Which treatment do we recommend?

Some spas in London are meant for a quick rejuvenating treatment to bring you back to life, others are for luxuriating in company. This is the latter. Since the wet room is such fun, book treatments with a friend or partner to make an afternoon of it.

We went for a full couples massage and booked the signature Harmonizing Detoxifying Ritual (£240), a full body massage over 90 minutes in an enormous suite that means you don’t really need to acknowledge your other half too much, but you can still share the big shower at the end.

As well as a meltingly good massage, you go through a body polish and mud wrap experience, which means a shower down with your partner before returning to the bed for body firming treatments and a final tuck up before you’re done.

The Spa at Four Seasons Ten Trinity

What to eat?

If you’re committed to the healthiest of spa days, there is a lounge in the heart of the hotel where you can grab a hearty superfood salad or plate of decent beef tartar. However, it’s more hotel lobby-style eating than a sense of occasion.

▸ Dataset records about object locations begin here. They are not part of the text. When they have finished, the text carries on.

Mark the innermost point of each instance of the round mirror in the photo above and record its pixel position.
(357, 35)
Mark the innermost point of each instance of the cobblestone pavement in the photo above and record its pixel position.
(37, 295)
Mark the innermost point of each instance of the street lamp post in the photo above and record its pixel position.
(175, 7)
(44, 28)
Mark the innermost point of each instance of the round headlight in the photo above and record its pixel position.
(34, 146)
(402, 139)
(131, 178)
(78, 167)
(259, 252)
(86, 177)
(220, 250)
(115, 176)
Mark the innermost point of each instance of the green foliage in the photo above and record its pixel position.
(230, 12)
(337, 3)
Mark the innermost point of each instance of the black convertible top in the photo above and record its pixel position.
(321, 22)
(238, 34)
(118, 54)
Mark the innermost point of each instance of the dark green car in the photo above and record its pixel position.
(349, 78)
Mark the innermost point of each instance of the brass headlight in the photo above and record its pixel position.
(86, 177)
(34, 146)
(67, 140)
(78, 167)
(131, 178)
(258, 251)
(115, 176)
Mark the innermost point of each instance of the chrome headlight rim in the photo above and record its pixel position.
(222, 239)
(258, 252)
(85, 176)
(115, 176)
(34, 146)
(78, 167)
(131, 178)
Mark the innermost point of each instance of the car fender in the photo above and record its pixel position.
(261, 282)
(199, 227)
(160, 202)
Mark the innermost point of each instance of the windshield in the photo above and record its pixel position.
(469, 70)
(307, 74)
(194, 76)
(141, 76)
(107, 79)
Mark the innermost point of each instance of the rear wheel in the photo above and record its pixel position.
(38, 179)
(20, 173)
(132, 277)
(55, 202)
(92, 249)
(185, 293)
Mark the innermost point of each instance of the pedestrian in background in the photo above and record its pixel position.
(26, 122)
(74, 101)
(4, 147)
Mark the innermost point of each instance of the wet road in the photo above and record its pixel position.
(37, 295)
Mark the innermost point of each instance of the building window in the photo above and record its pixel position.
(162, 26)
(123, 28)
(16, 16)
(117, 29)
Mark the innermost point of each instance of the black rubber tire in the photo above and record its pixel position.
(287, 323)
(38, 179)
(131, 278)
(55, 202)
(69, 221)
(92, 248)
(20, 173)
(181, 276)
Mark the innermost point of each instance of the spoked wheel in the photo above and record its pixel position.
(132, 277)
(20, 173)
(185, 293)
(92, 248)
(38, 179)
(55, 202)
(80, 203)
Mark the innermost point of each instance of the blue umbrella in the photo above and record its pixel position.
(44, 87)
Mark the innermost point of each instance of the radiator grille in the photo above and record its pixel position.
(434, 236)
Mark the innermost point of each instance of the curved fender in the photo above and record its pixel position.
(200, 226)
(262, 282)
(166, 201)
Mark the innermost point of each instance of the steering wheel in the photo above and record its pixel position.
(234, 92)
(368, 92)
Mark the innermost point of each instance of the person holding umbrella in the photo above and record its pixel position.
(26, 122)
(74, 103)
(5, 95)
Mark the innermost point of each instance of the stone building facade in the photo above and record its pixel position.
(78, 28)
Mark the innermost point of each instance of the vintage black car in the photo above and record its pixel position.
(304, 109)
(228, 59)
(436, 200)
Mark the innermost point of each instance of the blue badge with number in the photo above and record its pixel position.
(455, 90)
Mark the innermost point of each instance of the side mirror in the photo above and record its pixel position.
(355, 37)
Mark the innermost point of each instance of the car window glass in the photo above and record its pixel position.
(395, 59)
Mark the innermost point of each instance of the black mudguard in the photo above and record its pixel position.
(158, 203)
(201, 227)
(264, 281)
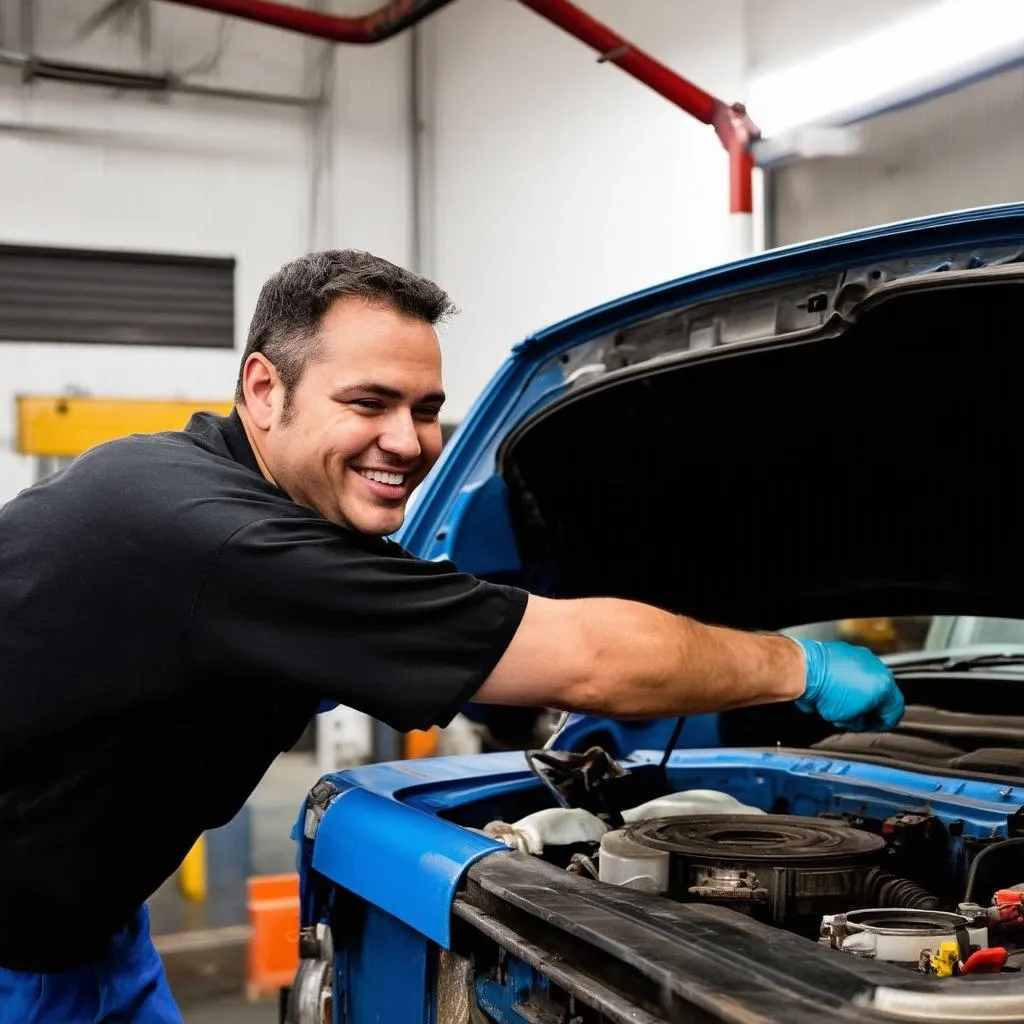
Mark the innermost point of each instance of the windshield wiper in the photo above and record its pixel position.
(955, 663)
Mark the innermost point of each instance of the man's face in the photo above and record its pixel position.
(364, 428)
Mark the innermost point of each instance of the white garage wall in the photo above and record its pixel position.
(554, 182)
(84, 167)
(955, 152)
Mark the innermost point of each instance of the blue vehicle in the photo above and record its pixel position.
(801, 440)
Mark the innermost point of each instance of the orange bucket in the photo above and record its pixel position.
(272, 904)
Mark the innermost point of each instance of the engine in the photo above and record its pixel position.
(785, 870)
(882, 890)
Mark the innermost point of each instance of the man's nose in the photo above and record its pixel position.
(399, 437)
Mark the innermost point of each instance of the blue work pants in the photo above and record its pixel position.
(127, 985)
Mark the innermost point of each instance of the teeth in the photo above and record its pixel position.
(375, 474)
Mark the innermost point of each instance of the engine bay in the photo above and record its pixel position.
(922, 886)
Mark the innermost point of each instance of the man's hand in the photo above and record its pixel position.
(849, 687)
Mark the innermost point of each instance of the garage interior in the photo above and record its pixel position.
(160, 159)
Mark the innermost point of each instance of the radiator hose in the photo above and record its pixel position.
(885, 890)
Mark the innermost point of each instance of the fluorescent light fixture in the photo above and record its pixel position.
(946, 44)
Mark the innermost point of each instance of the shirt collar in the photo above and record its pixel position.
(238, 441)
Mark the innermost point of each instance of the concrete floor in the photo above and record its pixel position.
(231, 1012)
(204, 945)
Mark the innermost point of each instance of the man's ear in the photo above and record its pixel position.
(261, 387)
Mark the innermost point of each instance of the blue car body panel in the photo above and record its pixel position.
(388, 835)
(385, 837)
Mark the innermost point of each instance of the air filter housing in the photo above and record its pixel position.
(783, 869)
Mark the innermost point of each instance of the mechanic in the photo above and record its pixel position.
(175, 607)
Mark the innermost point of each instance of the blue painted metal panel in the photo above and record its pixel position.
(445, 520)
(502, 994)
(385, 972)
(396, 857)
(526, 380)
(811, 782)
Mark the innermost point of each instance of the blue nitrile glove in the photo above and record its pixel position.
(849, 687)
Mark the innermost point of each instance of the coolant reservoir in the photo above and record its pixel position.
(625, 862)
(699, 802)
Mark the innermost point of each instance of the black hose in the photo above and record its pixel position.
(972, 875)
(671, 745)
(885, 890)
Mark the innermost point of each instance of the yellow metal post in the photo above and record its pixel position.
(192, 873)
(64, 426)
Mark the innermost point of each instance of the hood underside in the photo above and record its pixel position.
(871, 470)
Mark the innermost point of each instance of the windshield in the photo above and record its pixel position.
(906, 636)
(961, 677)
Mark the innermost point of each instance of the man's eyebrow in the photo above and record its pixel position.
(383, 391)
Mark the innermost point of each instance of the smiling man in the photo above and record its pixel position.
(174, 607)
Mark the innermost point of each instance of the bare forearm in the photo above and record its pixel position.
(675, 666)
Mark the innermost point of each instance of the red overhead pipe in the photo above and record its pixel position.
(734, 129)
(373, 28)
(731, 124)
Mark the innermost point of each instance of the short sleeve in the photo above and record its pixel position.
(311, 608)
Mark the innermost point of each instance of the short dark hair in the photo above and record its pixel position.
(292, 304)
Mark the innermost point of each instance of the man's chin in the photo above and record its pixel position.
(376, 523)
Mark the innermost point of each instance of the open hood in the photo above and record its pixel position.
(869, 468)
(821, 432)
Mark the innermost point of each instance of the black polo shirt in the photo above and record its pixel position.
(169, 622)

Where you really need to be eating is at Mei Ume, an Asian fusion restaurant that blew our cotton socks off. Serving Chinese and Japanese dishes with a twist, the extensive menu means you can be kind to your body after the spa – with plates of sashimi, edamame, steamed scallops, and black cod – or indulge.

We chose the latter, which involved some of the best soft shell crab I’ve ever eaten – ungreasy but crunchy – with a spicy tuna roll topped with truffle karashi and parmesan flakes, followed by Peking Duck with pancakes, as well as a fresh take on the Korean BiBimBap (rice, vegetables and beef in a sizzling hot stone bowl).

The Kung Pao Chicken is bravely fierce in spice and there are three decent tofu options (including a Szechuan style tofu) for veggies. Desserts include a bittersweet yuzu Creme Brulee which makes a fine accompaniment to a Nikka whiskey at the end. Not so body temple but Four Seasons isn’t a bootcamp.

What’s the cost?

For treatments, massages start at £130 for 60 minutes. Facials are anything from £125 up to £270 for the luxurious caviar lift facial.

A meal at Mei Ume is likely to be around £100 plus if you don’t booze, really much more if you do.

Anything else to note?

It’s definitely the sort of place you dress up for, to feel more comfortable in. Ideally pick a long Friday afternoon to spa, leading into a formal evening meal.

For the sober or sober curious, the mocktails at Mei Ume are very impressive – particularly the unsweet Yuzu Mar, a tart little number to make you feel zingy without the hangover.